This may very well be the first ever Royal Society report to feature Tom Cruise prominently. (In fact, I’m straining every sinew not to have lots of Cruise references in this blog).
And this is not the main reason to celebrate the report: it stands out as being essential, insightful, and, I think, cautiously optimistic.
It is also highly relevant to our work at the Office for Statistics Regulation (OSR) – which is to support public confidence in statistics and data produced by Government.
The report sets out a clear articulation of the challenges posed by the online environment, and how it is potentially dangerous for science. Within the last 15 years we have seen a remarkable rise in online activity across the world. While this has enabled greater opportunities for collaboration on social and scientific topics of interest, the information world can seem daunting to navigate. It is a place where misrepresentation and misinformation appear to thrive.
These concerns echo the fundamental challenges facing OSR’s work as a statistics regulator. In an age of information abundance, there is a risk of a debasing of the currency of good statistics and data: that the bad data might drive out the good.
But as I wrote in my blog, How to stop the bad data driving out the good, this outcome is far from inevitable – in fact, the best antidote to the bad data is to ensure the good, reliable statistics shine out more brightly.
The Royal Society’s report echoes my optimism. It shows how we need not despair.
It persuasively argues that misinformation, and concerns about misinformation, have always been with us. The difference now is mostly in the speed of dissemination. The report also shows that concerns over echo chambers may be overstated, concluding that “The existence of echo chambers is less widespread than may be commonly assumed and there is little evidence to support the filter bubble hypothesis.”
In OSR one of the things we observe is how positive the pandemic has been in terms of people’s engagement with data and statistics. This is hardly a world of widespread lack of confidence in evidence and science. As I wrote in my blog on the emergence of the armchair epidemiologists, scientists have played an essential role in communicating about the pandemic: “scientists are standing up for an informed, non-partisan judgement about what the available evidence says. They may not always get it right, but they are clear and honest about their judgements and the areas they are not sure about”. In this context, I love the report’s point that science is always on edge of error.
The report shows that society is not powerless in the face of on-line misinformation. It highlights a number of remedies, including:
- Trustworthiness: the report agrees that this is an essential starting point – echoing our Code of Practice for Statistics: “The UK Statistics Authority has formally recognised the importance of trustworthy institutions in its Code of Practice for Statistics, designed to build public confidence in statistics produced by government.”
- Provenance enhancing technology: As the report says “Provenance enhancing technology, which provides information on the origins of online content and how it may have been altered, shows promise and will become increasingly important as misinformation content grows more sophisticated.”
- Fact checkers and literacy: the report celebrates the role of fact checkers and argues that their role could be enhanced, and argues for a sustained focus on public literacy about an on-line environment.
- Researcher access: the report argues strongly for better researcher access, something we support through our advocacy of joining up public sector data.
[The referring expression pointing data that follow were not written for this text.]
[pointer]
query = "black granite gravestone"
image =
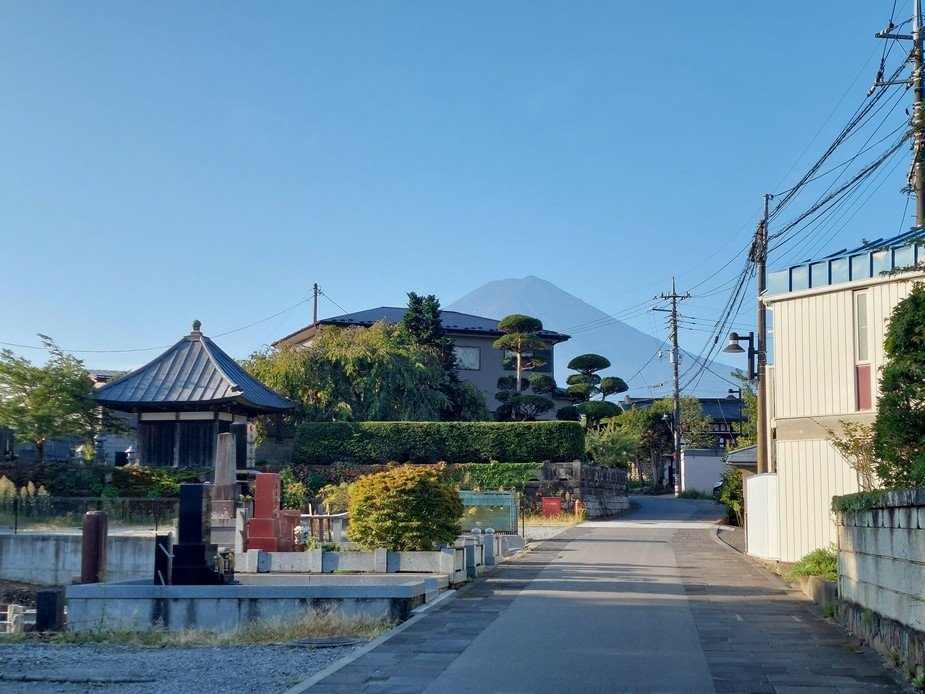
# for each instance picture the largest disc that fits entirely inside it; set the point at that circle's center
(193, 557)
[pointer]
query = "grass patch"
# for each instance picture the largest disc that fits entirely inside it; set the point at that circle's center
(822, 563)
(695, 494)
(564, 519)
(315, 624)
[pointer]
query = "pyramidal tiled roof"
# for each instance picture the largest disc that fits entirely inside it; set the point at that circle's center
(193, 373)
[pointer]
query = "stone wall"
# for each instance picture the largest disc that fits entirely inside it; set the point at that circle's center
(881, 566)
(602, 490)
(55, 559)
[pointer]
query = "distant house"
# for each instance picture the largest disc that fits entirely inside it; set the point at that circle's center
(479, 363)
(185, 398)
(726, 416)
(825, 352)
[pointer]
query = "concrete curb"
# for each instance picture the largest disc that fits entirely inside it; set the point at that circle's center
(375, 643)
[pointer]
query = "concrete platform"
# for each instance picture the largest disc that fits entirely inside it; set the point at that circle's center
(140, 606)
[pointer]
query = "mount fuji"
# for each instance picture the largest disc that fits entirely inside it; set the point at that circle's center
(642, 360)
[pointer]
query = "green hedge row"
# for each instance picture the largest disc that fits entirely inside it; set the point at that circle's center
(431, 442)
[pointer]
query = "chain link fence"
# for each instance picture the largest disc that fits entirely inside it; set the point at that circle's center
(64, 514)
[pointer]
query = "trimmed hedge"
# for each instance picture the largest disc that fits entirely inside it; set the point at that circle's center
(432, 442)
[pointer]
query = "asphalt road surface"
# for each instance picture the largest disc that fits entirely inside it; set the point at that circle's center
(650, 602)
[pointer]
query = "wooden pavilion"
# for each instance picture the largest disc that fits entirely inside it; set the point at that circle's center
(185, 398)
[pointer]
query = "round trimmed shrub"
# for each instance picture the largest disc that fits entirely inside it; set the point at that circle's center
(405, 508)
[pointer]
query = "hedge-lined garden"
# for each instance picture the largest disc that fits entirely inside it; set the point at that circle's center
(373, 443)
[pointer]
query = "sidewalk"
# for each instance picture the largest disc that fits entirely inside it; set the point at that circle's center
(619, 606)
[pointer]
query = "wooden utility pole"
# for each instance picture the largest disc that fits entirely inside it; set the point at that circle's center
(760, 256)
(674, 471)
(917, 121)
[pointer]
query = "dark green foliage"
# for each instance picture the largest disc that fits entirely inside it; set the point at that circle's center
(581, 392)
(596, 410)
(822, 563)
(520, 339)
(589, 363)
(899, 430)
(509, 382)
(430, 442)
(404, 508)
(494, 475)
(587, 383)
(519, 323)
(613, 385)
(525, 407)
(731, 495)
(41, 402)
(542, 383)
(424, 328)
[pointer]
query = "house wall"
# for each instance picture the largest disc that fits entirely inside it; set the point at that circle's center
(881, 570)
(812, 387)
(490, 369)
(701, 468)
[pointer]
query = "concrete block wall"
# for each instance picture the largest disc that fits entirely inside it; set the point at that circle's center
(881, 567)
(55, 559)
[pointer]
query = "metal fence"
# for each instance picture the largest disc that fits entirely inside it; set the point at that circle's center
(60, 513)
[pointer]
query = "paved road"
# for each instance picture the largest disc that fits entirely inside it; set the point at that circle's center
(650, 602)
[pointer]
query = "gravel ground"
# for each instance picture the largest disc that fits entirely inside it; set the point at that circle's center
(42, 667)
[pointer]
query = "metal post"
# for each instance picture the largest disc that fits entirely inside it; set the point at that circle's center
(761, 255)
(918, 118)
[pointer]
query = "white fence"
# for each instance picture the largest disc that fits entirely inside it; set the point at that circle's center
(762, 516)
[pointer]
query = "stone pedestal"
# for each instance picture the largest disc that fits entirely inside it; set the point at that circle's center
(193, 557)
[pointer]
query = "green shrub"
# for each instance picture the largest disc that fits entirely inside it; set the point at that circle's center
(431, 442)
(731, 495)
(404, 508)
(822, 563)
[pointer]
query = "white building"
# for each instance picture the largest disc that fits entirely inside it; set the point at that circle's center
(825, 352)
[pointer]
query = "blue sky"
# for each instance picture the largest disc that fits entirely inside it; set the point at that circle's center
(161, 162)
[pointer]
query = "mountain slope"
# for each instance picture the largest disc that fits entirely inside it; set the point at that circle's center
(633, 353)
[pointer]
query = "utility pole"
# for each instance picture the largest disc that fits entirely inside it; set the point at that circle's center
(316, 290)
(918, 127)
(759, 255)
(917, 120)
(674, 470)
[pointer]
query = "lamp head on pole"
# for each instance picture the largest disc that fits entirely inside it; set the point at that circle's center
(733, 345)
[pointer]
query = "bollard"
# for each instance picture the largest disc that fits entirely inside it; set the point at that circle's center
(93, 547)
(163, 565)
(49, 610)
(489, 545)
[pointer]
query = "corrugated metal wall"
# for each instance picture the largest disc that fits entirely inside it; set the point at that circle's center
(809, 474)
(813, 377)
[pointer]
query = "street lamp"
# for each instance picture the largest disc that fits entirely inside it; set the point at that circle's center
(735, 348)
(674, 467)
(756, 364)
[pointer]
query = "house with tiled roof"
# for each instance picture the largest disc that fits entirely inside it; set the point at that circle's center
(479, 362)
(185, 398)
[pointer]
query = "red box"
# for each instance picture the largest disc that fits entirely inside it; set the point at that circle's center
(552, 506)
(266, 494)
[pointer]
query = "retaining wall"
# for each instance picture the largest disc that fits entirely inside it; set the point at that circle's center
(881, 567)
(55, 559)
(142, 607)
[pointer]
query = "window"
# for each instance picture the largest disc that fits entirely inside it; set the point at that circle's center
(862, 379)
(468, 358)
(510, 361)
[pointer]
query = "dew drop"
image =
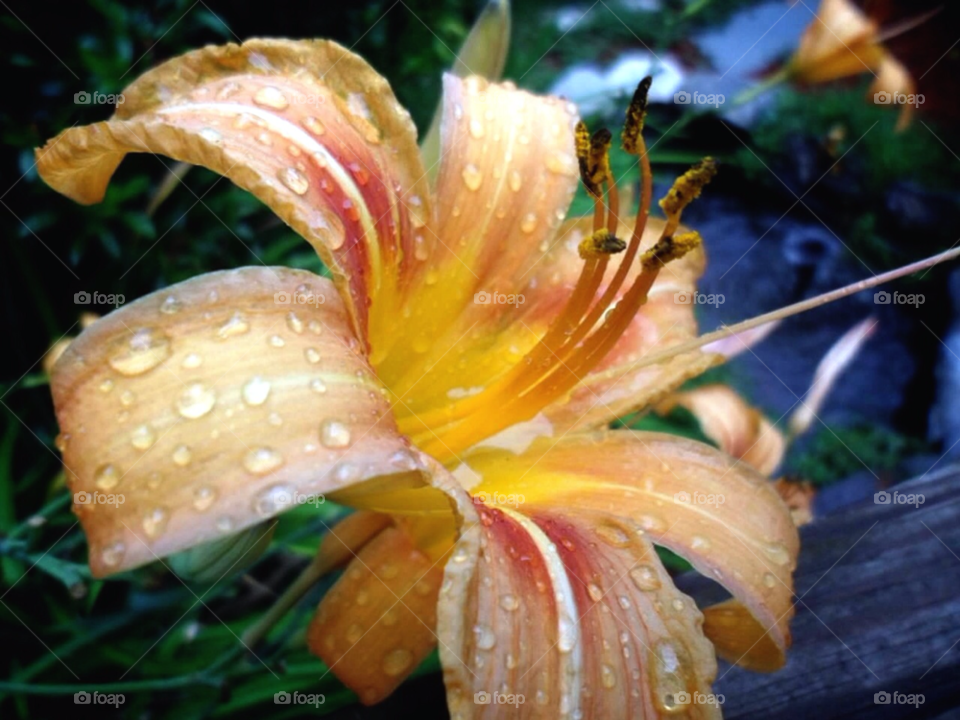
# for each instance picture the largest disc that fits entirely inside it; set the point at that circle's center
(486, 637)
(142, 437)
(182, 456)
(262, 460)
(294, 322)
(154, 522)
(645, 578)
(144, 351)
(255, 391)
(294, 180)
(334, 434)
(777, 552)
(211, 136)
(509, 602)
(196, 401)
(313, 125)
(203, 498)
(472, 177)
(271, 97)
(236, 325)
(273, 500)
(106, 477)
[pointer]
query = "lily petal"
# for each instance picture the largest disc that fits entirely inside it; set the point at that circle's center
(613, 389)
(738, 429)
(210, 406)
(547, 608)
(308, 127)
(721, 515)
(507, 177)
(378, 621)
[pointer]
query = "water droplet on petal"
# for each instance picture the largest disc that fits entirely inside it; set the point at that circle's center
(472, 177)
(255, 391)
(236, 325)
(294, 180)
(509, 602)
(313, 125)
(106, 477)
(334, 434)
(154, 522)
(142, 437)
(182, 455)
(645, 578)
(271, 97)
(196, 401)
(529, 223)
(273, 500)
(485, 636)
(262, 460)
(203, 498)
(144, 351)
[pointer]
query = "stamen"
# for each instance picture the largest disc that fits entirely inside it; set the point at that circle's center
(602, 242)
(685, 190)
(631, 136)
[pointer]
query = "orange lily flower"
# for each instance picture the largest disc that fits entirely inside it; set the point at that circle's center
(842, 41)
(521, 533)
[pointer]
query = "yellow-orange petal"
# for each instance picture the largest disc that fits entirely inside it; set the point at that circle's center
(738, 429)
(614, 389)
(739, 638)
(894, 78)
(507, 176)
(308, 127)
(211, 406)
(839, 42)
(720, 514)
(378, 621)
(555, 608)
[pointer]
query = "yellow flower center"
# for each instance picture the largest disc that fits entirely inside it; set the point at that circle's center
(574, 343)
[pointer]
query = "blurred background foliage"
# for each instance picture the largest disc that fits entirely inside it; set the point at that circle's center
(54, 616)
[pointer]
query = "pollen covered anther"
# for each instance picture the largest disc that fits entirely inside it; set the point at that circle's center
(602, 242)
(688, 186)
(593, 155)
(636, 116)
(671, 247)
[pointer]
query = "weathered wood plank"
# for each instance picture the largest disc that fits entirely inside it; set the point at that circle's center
(878, 609)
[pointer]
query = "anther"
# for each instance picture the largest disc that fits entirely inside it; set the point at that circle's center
(688, 186)
(636, 116)
(600, 243)
(671, 247)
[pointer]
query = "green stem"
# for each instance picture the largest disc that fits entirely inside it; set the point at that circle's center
(761, 87)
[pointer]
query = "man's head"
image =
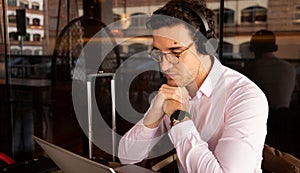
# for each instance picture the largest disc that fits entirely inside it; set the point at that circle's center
(263, 41)
(180, 35)
(193, 14)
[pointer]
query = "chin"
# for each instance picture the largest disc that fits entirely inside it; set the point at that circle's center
(173, 83)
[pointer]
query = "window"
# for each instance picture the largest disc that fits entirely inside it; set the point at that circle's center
(297, 12)
(15, 51)
(12, 18)
(12, 2)
(35, 6)
(27, 20)
(26, 37)
(37, 52)
(254, 14)
(24, 4)
(245, 51)
(228, 16)
(27, 52)
(227, 50)
(36, 22)
(36, 37)
(52, 22)
(13, 36)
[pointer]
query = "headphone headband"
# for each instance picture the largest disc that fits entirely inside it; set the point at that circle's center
(198, 13)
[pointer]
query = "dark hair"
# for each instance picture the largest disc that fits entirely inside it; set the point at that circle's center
(192, 13)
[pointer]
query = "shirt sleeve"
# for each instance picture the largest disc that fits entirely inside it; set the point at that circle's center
(239, 149)
(136, 144)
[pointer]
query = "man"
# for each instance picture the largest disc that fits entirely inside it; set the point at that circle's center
(214, 116)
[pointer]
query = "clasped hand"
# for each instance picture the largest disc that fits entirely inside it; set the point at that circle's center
(168, 100)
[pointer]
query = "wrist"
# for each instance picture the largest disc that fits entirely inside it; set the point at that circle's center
(179, 116)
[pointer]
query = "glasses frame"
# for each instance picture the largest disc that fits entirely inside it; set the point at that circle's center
(169, 56)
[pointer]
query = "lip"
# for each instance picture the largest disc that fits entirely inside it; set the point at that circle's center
(170, 76)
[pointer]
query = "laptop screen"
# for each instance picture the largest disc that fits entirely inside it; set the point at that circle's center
(70, 162)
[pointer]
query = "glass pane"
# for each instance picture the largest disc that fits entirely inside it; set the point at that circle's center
(41, 64)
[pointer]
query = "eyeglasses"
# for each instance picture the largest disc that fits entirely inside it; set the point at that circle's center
(157, 55)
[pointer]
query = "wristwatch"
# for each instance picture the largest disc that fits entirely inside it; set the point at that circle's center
(178, 116)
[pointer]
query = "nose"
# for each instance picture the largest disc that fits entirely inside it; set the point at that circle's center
(165, 64)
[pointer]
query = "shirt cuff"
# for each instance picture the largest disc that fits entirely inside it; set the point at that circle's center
(180, 131)
(145, 132)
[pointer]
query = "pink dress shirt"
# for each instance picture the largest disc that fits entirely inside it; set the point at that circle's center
(226, 132)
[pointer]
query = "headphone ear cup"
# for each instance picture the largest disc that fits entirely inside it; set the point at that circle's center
(207, 46)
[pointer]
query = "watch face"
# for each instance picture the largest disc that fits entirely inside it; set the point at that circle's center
(175, 115)
(178, 115)
(181, 115)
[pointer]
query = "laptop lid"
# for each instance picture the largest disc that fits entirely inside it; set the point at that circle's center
(70, 162)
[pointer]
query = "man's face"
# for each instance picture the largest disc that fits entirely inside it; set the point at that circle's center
(176, 40)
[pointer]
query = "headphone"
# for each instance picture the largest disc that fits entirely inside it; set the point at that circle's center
(207, 44)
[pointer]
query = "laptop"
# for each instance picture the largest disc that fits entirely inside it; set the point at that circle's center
(70, 162)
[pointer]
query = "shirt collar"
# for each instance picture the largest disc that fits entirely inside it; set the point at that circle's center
(212, 78)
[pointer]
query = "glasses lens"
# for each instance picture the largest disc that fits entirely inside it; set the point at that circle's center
(156, 55)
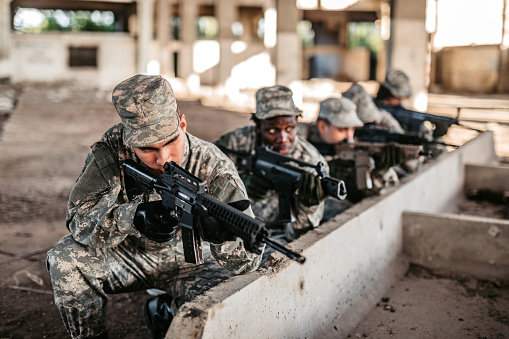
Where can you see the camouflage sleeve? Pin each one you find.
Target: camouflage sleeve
(94, 216)
(232, 255)
(307, 216)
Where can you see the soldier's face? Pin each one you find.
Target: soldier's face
(155, 156)
(279, 133)
(331, 134)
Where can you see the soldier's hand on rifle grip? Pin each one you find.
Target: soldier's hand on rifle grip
(155, 222)
(257, 188)
(310, 189)
(209, 227)
(441, 129)
(390, 156)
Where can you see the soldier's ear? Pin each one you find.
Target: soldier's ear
(183, 122)
(321, 125)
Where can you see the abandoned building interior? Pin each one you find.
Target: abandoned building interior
(216, 54)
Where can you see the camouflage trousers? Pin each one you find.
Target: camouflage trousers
(83, 276)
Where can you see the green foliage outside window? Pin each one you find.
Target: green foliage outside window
(37, 21)
(364, 34)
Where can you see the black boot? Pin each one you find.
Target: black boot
(158, 316)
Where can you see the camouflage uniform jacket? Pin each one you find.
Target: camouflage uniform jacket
(245, 139)
(99, 213)
(387, 120)
(375, 180)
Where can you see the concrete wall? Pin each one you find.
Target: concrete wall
(493, 177)
(472, 69)
(351, 262)
(458, 243)
(45, 58)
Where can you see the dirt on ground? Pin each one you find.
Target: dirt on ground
(42, 149)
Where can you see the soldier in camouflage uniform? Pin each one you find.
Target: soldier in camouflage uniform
(276, 126)
(117, 244)
(368, 112)
(393, 92)
(336, 123)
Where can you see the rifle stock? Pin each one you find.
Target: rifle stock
(181, 192)
(284, 173)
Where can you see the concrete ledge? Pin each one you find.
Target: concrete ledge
(458, 243)
(492, 177)
(352, 260)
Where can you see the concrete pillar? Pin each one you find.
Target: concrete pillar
(226, 12)
(5, 37)
(164, 30)
(288, 47)
(503, 74)
(408, 44)
(145, 10)
(189, 11)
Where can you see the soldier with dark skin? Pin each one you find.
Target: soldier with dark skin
(276, 126)
(119, 243)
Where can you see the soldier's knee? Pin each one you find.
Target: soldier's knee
(60, 257)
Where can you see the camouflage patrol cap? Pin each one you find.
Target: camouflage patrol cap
(340, 112)
(398, 83)
(275, 101)
(148, 110)
(366, 108)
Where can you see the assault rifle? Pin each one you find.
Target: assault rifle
(284, 173)
(360, 153)
(370, 133)
(411, 121)
(181, 192)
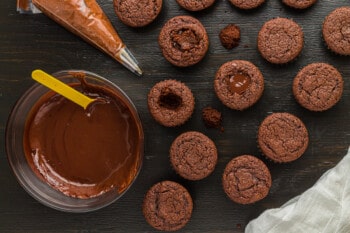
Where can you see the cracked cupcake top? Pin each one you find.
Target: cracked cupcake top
(246, 179)
(282, 137)
(280, 40)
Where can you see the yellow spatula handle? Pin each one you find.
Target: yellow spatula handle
(61, 88)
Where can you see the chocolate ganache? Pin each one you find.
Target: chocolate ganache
(84, 153)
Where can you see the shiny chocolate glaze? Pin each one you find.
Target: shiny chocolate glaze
(84, 153)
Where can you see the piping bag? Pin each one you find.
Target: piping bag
(86, 19)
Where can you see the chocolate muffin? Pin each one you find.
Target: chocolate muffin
(299, 4)
(137, 13)
(195, 5)
(171, 103)
(212, 118)
(336, 30)
(238, 84)
(247, 4)
(280, 40)
(167, 206)
(230, 36)
(318, 87)
(246, 179)
(282, 137)
(183, 41)
(193, 155)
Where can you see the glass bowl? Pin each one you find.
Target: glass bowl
(25, 175)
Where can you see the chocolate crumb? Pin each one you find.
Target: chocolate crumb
(212, 118)
(230, 36)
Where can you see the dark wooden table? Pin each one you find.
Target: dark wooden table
(28, 42)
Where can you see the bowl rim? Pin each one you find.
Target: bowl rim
(19, 173)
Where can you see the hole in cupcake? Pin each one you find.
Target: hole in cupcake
(184, 39)
(238, 83)
(168, 99)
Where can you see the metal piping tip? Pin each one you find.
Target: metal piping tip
(128, 60)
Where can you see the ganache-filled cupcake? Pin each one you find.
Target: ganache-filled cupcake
(280, 40)
(247, 4)
(193, 155)
(246, 179)
(282, 137)
(183, 41)
(238, 84)
(212, 118)
(137, 13)
(318, 86)
(336, 30)
(167, 206)
(195, 5)
(230, 36)
(171, 103)
(299, 4)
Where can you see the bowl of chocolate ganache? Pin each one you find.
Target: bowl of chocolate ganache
(70, 158)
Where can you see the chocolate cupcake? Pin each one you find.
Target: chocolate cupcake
(280, 40)
(247, 4)
(238, 84)
(193, 155)
(282, 137)
(195, 5)
(336, 30)
(230, 36)
(246, 179)
(299, 4)
(137, 13)
(318, 87)
(212, 118)
(167, 206)
(183, 41)
(171, 103)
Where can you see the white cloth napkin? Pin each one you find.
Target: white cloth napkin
(325, 207)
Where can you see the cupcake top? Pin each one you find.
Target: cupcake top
(246, 179)
(195, 5)
(193, 155)
(318, 86)
(137, 13)
(171, 103)
(238, 84)
(280, 40)
(282, 137)
(336, 30)
(183, 41)
(230, 36)
(167, 206)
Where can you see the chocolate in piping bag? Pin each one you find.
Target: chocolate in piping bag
(86, 19)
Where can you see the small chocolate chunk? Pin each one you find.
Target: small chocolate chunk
(211, 117)
(137, 13)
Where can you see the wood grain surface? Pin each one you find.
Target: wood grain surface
(28, 42)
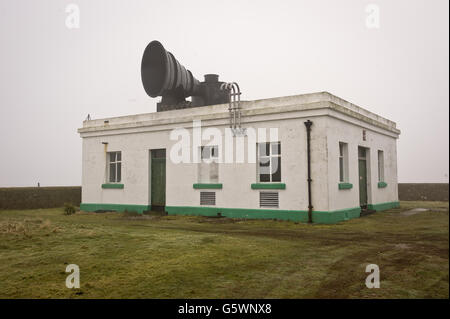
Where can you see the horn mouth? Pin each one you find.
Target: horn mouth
(154, 69)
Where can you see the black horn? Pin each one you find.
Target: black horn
(162, 75)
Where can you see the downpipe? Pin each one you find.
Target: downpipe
(308, 125)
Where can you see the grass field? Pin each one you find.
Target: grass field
(125, 256)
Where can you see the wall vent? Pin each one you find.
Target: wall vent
(207, 198)
(268, 199)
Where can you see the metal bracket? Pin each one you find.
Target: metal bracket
(234, 97)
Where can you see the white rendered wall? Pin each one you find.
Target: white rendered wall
(352, 133)
(235, 177)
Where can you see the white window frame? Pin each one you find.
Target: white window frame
(269, 157)
(343, 158)
(209, 155)
(116, 163)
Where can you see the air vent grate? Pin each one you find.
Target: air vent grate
(207, 198)
(268, 199)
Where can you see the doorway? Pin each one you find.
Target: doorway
(362, 166)
(158, 179)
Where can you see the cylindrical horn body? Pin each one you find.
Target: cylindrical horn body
(163, 75)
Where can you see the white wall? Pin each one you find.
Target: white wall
(351, 133)
(236, 178)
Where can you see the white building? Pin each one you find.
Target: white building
(127, 163)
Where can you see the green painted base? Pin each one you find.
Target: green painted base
(88, 207)
(292, 215)
(207, 186)
(268, 186)
(383, 206)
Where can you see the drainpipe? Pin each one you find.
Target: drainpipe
(308, 125)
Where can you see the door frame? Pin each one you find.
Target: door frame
(151, 157)
(366, 160)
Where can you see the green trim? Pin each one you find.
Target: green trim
(112, 186)
(268, 186)
(90, 207)
(207, 186)
(247, 213)
(383, 206)
(345, 185)
(382, 184)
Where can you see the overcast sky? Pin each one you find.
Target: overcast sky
(51, 76)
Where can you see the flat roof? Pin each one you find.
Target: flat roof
(283, 104)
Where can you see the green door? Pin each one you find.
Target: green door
(362, 177)
(158, 179)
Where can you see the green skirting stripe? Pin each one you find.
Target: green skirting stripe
(207, 186)
(383, 206)
(120, 186)
(292, 215)
(345, 185)
(89, 207)
(382, 184)
(268, 186)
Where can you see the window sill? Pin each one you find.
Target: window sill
(207, 186)
(268, 186)
(113, 185)
(345, 185)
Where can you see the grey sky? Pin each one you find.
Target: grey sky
(51, 77)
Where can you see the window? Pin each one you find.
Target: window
(343, 162)
(209, 167)
(268, 199)
(380, 166)
(207, 198)
(115, 167)
(269, 162)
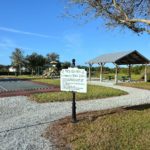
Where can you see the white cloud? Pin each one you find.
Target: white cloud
(7, 44)
(73, 41)
(27, 33)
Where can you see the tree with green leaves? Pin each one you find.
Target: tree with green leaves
(52, 57)
(133, 14)
(17, 59)
(34, 62)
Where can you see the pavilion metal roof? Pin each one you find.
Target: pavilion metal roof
(121, 58)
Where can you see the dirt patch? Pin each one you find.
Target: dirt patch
(59, 131)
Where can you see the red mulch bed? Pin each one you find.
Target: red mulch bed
(28, 92)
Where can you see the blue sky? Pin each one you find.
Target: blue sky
(37, 26)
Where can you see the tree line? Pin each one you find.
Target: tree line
(35, 62)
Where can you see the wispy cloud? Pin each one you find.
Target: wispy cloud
(73, 40)
(26, 33)
(7, 44)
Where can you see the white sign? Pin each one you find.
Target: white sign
(73, 79)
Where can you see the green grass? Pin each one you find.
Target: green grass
(106, 76)
(120, 129)
(142, 85)
(93, 92)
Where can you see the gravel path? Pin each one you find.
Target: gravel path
(22, 121)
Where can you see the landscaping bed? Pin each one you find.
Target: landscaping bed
(122, 128)
(93, 92)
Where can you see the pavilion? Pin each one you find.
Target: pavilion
(120, 58)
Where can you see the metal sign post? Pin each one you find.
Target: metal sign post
(73, 80)
(74, 119)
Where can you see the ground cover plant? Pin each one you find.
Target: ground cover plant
(122, 128)
(142, 85)
(94, 92)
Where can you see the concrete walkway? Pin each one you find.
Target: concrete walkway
(22, 121)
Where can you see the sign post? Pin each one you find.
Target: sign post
(73, 80)
(74, 119)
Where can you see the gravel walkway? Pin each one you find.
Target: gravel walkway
(22, 121)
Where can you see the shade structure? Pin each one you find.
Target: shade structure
(121, 58)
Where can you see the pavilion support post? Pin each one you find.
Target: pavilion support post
(90, 66)
(145, 76)
(116, 75)
(129, 73)
(101, 72)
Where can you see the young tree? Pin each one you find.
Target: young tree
(17, 59)
(52, 57)
(133, 14)
(35, 61)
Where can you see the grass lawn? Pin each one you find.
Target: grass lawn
(94, 92)
(142, 85)
(106, 76)
(117, 129)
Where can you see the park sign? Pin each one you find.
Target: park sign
(74, 80)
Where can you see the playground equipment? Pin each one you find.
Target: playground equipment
(51, 72)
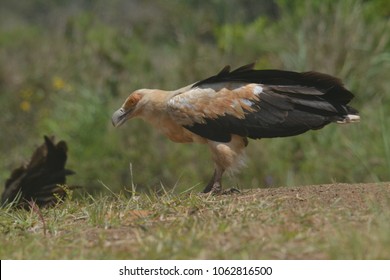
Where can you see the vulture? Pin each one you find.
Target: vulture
(39, 181)
(224, 110)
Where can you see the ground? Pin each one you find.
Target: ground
(332, 221)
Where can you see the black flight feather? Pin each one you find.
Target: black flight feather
(291, 103)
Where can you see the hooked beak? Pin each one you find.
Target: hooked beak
(120, 116)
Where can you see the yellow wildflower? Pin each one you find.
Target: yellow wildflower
(58, 83)
(25, 106)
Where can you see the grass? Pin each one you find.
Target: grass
(337, 221)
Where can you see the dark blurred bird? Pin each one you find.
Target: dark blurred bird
(224, 110)
(41, 180)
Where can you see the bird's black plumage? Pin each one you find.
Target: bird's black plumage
(40, 179)
(291, 103)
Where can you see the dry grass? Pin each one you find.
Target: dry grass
(336, 221)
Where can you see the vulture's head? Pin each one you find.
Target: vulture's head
(131, 108)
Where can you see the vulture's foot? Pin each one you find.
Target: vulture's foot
(214, 188)
(230, 191)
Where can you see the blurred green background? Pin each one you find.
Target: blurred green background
(65, 66)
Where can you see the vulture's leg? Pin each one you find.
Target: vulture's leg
(226, 156)
(215, 184)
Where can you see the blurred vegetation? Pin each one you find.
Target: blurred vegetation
(65, 66)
Overall then this report is in the finest traditions of the Royal Society. It is science-based but socially engaged, focused on public good and on human flourishing.
From a personal perspective, it maps well on to OSR’s focus of ensuring that the public can have confidence in government statistics and data. And above all, in its cautious optimism, the report resists the despair and hand-wringing that can often accompany debates about on-line information. It shows that, even in an era of on-line information, maintaining confidence in evidence and knowledge is definitely not a …er…mission impossible.
This blog is one of a pair published today to mark the publication of the Society's report on The online information environment. The other is an overview of the issues addressed by the chair of the project, Professor Frank Kelly FRS.